Evaluating the Robustness of Nearest Neighbor Classifiers: A Primal-Dual Perspective
This work addresses robustness evaluation for machine learning models, specifically for security-critical applications, but it is incremental as it builds on prior heuristic methods.
The paper tackles the problem of computing the minimum adversarial perturbation for Nearest Neighbor classifiers, proposing the first algorithm to achieve this for 1-NN models and providing bounds for K-NN models.

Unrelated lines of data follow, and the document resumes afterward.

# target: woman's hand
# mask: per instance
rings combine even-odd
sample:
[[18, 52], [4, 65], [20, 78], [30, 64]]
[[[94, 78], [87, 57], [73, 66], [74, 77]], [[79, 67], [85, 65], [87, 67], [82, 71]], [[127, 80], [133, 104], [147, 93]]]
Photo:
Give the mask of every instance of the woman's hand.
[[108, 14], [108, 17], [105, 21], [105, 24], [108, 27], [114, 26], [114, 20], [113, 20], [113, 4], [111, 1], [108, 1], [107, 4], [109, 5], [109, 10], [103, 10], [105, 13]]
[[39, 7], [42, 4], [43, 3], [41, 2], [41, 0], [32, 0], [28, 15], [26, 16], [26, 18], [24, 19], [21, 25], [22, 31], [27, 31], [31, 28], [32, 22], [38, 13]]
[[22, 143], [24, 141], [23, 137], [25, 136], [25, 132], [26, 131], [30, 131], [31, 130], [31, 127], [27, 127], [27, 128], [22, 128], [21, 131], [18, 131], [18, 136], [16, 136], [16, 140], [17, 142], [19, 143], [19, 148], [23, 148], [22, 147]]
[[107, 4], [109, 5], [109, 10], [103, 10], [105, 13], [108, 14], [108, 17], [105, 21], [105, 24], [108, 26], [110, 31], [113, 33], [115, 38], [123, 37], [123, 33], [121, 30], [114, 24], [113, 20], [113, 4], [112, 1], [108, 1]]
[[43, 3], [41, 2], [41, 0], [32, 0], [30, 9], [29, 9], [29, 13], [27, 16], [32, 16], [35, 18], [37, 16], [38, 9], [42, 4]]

We study the problem of computing the minimum adversarial perturbation of the Nearest Neighbor (NN) classifiers. Previous attempts either conduct attacks on continuous approximations of NN models or search for the perturbation by some heuristic methods. In this paper, we propose the first algorithm that is able to compute the minimum adversarial perturbation. The main idea is to formulate the problem as a list of convex quadratic programming (QP) problems that can be efficiently solved by the proposed algorithms for 1-NN models. Furthermore, we show that dual solutions for these QP problems could give us a valid lower bound of the adversarial perturbation that can be used for formal robustness verification, giving us a nice view of attack/verification for NN models. For $K$-NN models with larger $K$, we show that the same formulation can help us efficiently compute the upper and lower bounds of the minimum adversarial perturbation, which can be used for attack and verification.